My thoughts were confirmed when right after, “Hi Dad!” — I got something like, “Those shorts are too short! Why did you leave the house like that?! (blah, blah, blah)” I turn away from him only to come face to face with my 15y/o self — who mouths, “I told you so”, as I roll my eyes and change the subject … “Dad, it’s hot … and anyway I’m just going to take the pictures of your place and then take the baby to the park …” The baby shoots me a look as if to say, “You better damn well be taking my ass to the park, Lady! It’s been a whole 24hrs since you’ve taken me and I due for another run!!”
I make my way to the bedroom, as my step-Mother takes a shot at defending me …
Yeah … that went as well as I thought it would, too …
I continued on to the second bedroom thinking to myself, “How in thee hell … do people in Los Angeles wear these damn Uggs in LA heat! My f-ing feet have lost all consciousness!”








And it all started with hair dye…
I too dont understand the allure of summer boot wearing. Even ballet flats make my feet all sweaty and gross. The toes need exposure darn it!!

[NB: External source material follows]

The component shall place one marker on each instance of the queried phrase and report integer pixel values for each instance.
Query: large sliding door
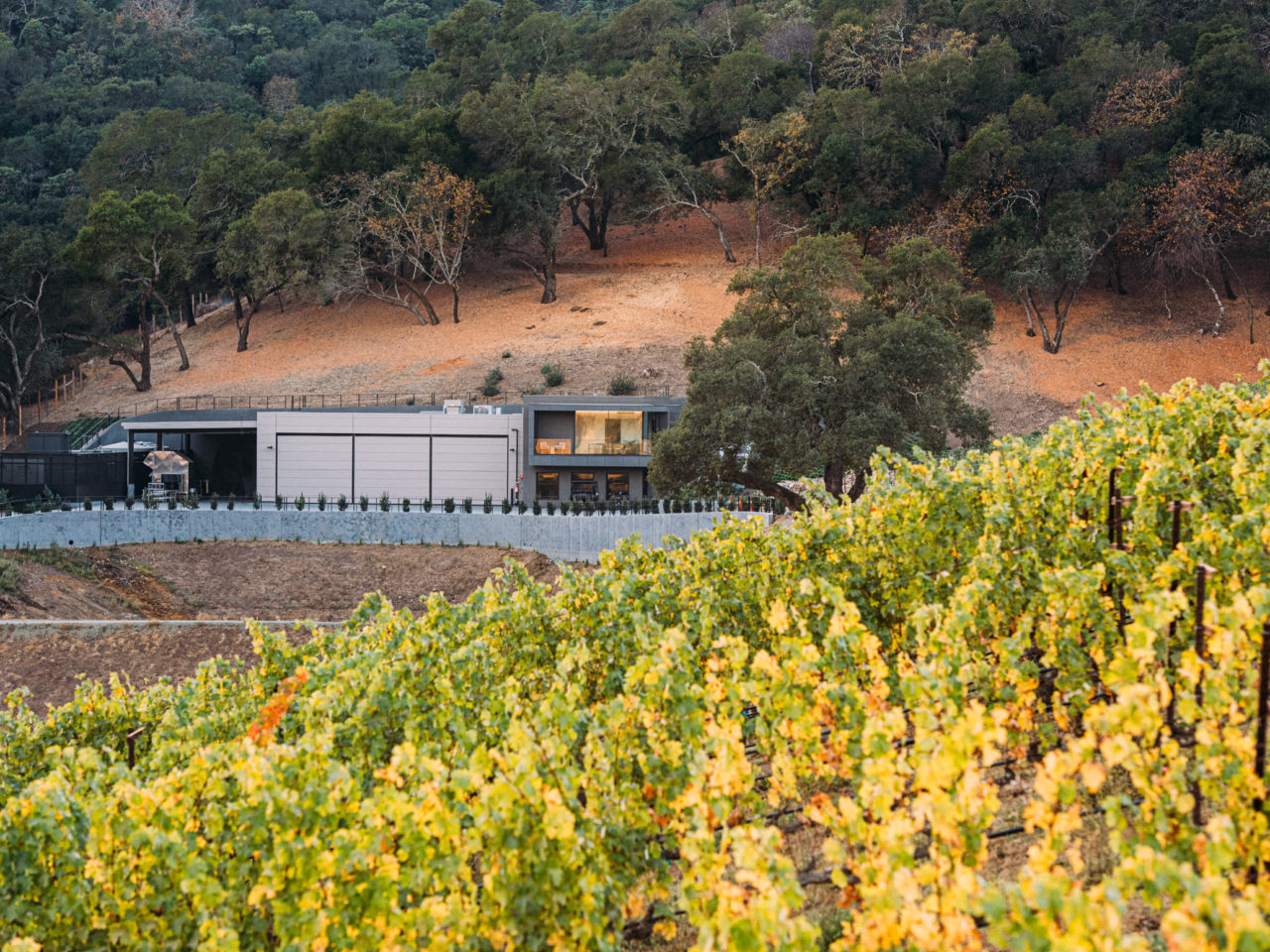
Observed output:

Stop wearing the damn Uggs in the heat YOU, my dear, DO NOT live in Cali…and as for dad , WHAT WERE YOU THINKING! ugh, you just don’t learn…tisk tisk
Mozzarepa, Pinkberry, donuts…man, I need to hang with you!
OMG, so funny. You made me laugh
I am with Gibby, let’s hang out! lol!
LOL That was an awesome post. I love the randomness of it all. Sounds like a good day, all in all.
I imagine in a Dads eyes, he sees you still in pigtails and a lollipop in your hand…aka…a two year old. Your day was an example of wandering at it’s finest!! Perfect.